Norah Jones has always been the smooth, non-offensive option, tasteful and poised on the border of elevator and coffee shop. However Little Broken Hearts, is saturated with a yearning and piercing honesty which refuses to assume the remedial position of background music and instead asserts itself as racy, forthright and determined to strike you with those familiar chords of heartache.
Her first albums exhibited a smooth grace; if I was to be as pretentious enough to personify albums, which I am, hers were the type you’d take home to see your parents for Sunday dinner. This funked up and fresh album is another matter. I wouldn’t be audacious enough to claim that you wouldn’t receive a warm roast welcome bringing home her new release, there still remains a certain unadulterated amiability to her; but rather, her new sound is as if she’s smiling at your parents whilst knowingly wearing naughty underwear. There’s something sexy and strong-willed about this album yet still tasteful and charming.
Despite some of her lyricism just falling short of playground taunts in the light of a break-up (‘it’s alright it’s okay, I don’t need you anyway,’) there’s something brave in this raw portrayal of the break-up conceit and something enchanting in her voice. It plays with the wallowing self-pity we would expect from such an album whilst counter balancing it with a hard determinism and self-empowerment. In particular, ‘Travelin On’ is quite a moving piece; the moaning cello begs us to indulge in a little melancholy while the staccato rhythm of the synth keeps us just above that line of sheer misery.
Incongruous perhaps, is the track ‘4 Broken Hearts’ which tries to infuse too much power ballad into an album which is tugging in the opposite direction.
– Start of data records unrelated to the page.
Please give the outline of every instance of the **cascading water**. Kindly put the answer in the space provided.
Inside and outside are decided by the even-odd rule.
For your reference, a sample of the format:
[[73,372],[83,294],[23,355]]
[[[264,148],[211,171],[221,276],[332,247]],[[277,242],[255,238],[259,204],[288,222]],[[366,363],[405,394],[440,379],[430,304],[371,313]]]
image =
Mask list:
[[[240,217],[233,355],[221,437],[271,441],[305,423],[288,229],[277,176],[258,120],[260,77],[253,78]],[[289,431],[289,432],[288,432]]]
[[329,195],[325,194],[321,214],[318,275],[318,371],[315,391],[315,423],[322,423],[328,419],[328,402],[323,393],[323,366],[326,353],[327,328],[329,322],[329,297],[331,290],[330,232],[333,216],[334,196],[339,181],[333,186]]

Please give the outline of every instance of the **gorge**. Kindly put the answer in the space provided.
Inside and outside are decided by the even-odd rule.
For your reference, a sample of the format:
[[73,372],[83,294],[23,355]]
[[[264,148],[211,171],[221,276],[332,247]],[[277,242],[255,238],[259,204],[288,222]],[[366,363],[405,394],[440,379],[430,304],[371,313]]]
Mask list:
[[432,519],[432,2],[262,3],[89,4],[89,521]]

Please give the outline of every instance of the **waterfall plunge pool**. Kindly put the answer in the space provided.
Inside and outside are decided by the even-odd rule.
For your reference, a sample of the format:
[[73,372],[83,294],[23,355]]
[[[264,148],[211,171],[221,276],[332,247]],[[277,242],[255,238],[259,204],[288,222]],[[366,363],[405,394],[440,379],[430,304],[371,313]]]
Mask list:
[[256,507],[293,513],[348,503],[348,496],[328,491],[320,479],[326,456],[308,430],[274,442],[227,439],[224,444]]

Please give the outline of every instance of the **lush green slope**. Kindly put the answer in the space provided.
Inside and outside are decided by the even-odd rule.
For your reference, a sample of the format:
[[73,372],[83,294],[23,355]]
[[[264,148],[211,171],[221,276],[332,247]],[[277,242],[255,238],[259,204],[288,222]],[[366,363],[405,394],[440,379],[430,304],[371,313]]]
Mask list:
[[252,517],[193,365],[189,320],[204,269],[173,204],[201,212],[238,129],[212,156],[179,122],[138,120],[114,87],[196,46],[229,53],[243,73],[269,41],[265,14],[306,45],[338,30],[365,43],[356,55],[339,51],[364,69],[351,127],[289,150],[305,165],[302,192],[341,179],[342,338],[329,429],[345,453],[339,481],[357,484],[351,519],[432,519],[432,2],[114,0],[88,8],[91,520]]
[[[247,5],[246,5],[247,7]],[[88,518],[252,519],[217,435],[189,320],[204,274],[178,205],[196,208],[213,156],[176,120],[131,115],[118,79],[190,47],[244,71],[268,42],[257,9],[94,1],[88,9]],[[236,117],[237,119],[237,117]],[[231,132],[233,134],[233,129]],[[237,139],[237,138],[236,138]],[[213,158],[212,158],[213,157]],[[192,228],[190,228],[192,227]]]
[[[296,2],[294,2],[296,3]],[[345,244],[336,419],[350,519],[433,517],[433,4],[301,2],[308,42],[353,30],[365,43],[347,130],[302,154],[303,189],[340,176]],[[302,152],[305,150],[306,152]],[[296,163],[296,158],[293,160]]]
In general though, the album is stripped back of the rich piano and meaty snare which characterised her earlier work (Don’t Know Why) and has become a much more electric sound. We’ve lost the jazz club sincerity of the heavy piano solos in favour of some dub reggae, mid-tempo beats and heavy rhythms as well as a dusting of minimal cello and spare guitar. But the unifying principle, her honeyed vocals, still possesses that aural addictiveness.